Parameterization and Concise Representation in Graph Algorithms: Leaf powers, Subgraphs with Hereditary Properties, and Activity-on-edge Minimization
- Author(s): havvaei, elham
- Advisor(s): Eppstein, David
- et al.
Parameterized complexity provides an important framework to deal with hard problems by restricting some problem parameter to be a fixed constants. Problems which are categorized as fixed-parameter tractable with respect to some parameters are problems that can be solved in polynomial time, if such parameters are bounded by a fixed value.

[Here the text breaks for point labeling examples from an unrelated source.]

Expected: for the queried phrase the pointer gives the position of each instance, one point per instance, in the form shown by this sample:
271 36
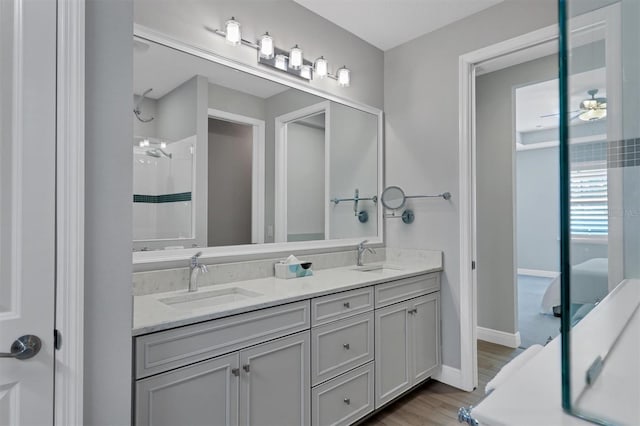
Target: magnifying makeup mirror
393 197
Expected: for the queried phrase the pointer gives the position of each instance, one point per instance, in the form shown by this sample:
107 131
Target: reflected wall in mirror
223 157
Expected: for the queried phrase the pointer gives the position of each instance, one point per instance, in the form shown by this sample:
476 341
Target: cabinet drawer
170 349
345 399
340 346
397 291
341 305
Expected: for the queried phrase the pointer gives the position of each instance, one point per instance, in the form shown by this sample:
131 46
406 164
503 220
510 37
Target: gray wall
108 213
538 209
229 177
288 22
495 189
305 182
275 106
230 100
421 110
177 112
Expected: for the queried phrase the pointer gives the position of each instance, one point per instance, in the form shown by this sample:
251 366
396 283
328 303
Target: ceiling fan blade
557 114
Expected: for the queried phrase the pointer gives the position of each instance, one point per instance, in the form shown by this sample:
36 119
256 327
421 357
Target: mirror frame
165 259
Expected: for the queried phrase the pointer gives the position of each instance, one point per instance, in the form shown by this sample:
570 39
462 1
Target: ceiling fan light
593 114
232 32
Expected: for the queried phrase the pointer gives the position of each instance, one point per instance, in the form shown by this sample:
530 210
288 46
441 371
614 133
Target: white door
27 203
275 388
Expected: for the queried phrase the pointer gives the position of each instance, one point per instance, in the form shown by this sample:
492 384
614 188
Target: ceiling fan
591 109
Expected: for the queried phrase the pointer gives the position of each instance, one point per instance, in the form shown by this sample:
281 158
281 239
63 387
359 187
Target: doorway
594 26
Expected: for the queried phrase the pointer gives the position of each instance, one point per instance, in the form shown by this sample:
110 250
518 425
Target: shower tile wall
162 217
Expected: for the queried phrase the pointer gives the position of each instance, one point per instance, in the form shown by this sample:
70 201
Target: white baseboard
538 273
450 376
511 340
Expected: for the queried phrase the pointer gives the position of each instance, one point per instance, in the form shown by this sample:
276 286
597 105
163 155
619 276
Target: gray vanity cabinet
267 384
202 393
274 383
407 340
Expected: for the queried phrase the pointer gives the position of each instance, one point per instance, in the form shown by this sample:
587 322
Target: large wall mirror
223 157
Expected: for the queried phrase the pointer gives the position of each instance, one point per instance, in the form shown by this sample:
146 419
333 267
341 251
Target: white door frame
257 168
467 165
69 359
281 167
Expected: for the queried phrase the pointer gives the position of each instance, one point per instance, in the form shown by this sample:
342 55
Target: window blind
589 203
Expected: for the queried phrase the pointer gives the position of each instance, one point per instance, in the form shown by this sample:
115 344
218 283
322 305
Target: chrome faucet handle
194 259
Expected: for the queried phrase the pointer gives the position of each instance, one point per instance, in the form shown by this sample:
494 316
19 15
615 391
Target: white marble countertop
532 394
151 315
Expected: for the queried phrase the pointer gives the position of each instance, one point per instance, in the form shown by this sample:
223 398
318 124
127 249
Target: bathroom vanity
326 349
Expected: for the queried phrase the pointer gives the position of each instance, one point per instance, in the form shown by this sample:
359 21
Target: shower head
158 153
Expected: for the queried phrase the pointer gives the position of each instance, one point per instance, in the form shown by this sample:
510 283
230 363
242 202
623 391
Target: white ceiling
541 99
389 23
163 69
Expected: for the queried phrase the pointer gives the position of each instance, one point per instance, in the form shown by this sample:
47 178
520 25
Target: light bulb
281 62
322 67
344 77
232 29
295 57
266 46
305 72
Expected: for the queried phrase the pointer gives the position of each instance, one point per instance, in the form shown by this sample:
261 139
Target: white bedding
589 284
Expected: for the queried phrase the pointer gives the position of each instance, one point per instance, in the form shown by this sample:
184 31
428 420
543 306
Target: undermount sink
203 299
378 268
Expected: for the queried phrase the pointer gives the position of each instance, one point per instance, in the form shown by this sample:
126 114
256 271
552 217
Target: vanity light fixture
281 62
321 67
291 61
306 72
266 46
232 32
295 57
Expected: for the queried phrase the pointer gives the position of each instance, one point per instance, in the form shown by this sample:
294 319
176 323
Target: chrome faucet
361 250
195 268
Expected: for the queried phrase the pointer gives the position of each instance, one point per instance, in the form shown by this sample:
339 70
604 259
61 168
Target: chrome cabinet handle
24 347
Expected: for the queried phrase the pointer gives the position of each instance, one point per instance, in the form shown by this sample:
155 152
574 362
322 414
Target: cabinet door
200 394
275 387
392 355
425 336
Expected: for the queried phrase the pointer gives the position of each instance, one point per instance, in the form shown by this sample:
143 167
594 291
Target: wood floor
435 403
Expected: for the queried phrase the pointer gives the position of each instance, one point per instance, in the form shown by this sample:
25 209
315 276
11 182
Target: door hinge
57 339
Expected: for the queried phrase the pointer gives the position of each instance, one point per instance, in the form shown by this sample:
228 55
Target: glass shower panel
600 177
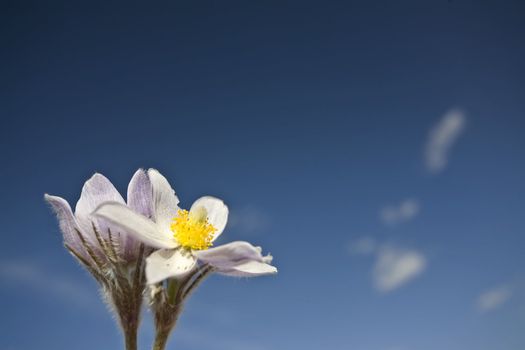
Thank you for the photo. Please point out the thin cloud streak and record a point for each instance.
(493, 298)
(395, 267)
(441, 139)
(404, 211)
(362, 246)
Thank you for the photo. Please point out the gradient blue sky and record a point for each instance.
(313, 120)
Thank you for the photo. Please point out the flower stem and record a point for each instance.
(161, 339)
(130, 336)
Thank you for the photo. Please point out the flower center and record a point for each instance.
(192, 230)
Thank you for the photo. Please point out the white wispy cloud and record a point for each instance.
(493, 298)
(404, 211)
(362, 246)
(248, 220)
(442, 138)
(395, 266)
(29, 274)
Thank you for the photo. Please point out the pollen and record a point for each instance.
(192, 230)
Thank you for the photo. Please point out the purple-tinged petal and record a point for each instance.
(166, 263)
(230, 254)
(140, 200)
(135, 224)
(140, 194)
(216, 212)
(249, 269)
(97, 190)
(165, 201)
(67, 223)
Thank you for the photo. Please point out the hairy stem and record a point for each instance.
(130, 336)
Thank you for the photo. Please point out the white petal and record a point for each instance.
(165, 202)
(166, 263)
(67, 222)
(250, 269)
(97, 190)
(135, 224)
(216, 211)
(228, 255)
(140, 194)
(140, 200)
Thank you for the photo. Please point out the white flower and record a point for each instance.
(183, 237)
(81, 224)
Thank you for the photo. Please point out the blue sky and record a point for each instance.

In this dissertation, in Chapter 2, we first study the problem of recognizing k-leaf powers and representing k-leaf roots. A graph G is a k-leaf power of a tree if its vertices correspond to leaves of the tree and a pair of leaves have distance at most k if and only if the corresponding vertices in G are adjacent. Then, the tree is a k-leaf root of G. A graph is a k-leaf power if it has at least one k-leaf root. We show recognizing k-leaf powers parameterized by k and the degeneracy of the input graph is fixed parameter tractable. This is the first result in the literature studying this problem in the paradigm of parameterized complexity and providing a polynomial-time algorithm working on multiple values of k.
Following this line of work, in Chapter 3, we study the parameterized complexity of the problem of finding induced subgraphs with hereditary properties under the condition that the input graph belongs to a hereditary graph class, as well. In this work, we provide a framework that settles the parameterized complexity of various graph classes.
To show the importance of graph representation, we emphasize that our proposed technique for recognition of k-leaf powers for graphs of bounded degeneracy heavily relies on our representation of k-leaf roots as a subgraph of the graph product of the input graph and a cycle graph of size k. Additionally, in Chapter 4, we study the problem of simplifying activity-on-edge graphs, which provides an insight on how graph representation can further help data analysis such as enabling a better understanding of the flow of project schedules. In an activity-on-edge graph, vertices represent project milestones and edges represent the tasks/activities of the project. We simplify such representations of project schedules to enhance visualization of an abstract timeline of the potential critical paths of the project by optimally minimizing the number of vertices while maintaining the reachability relations among tasks.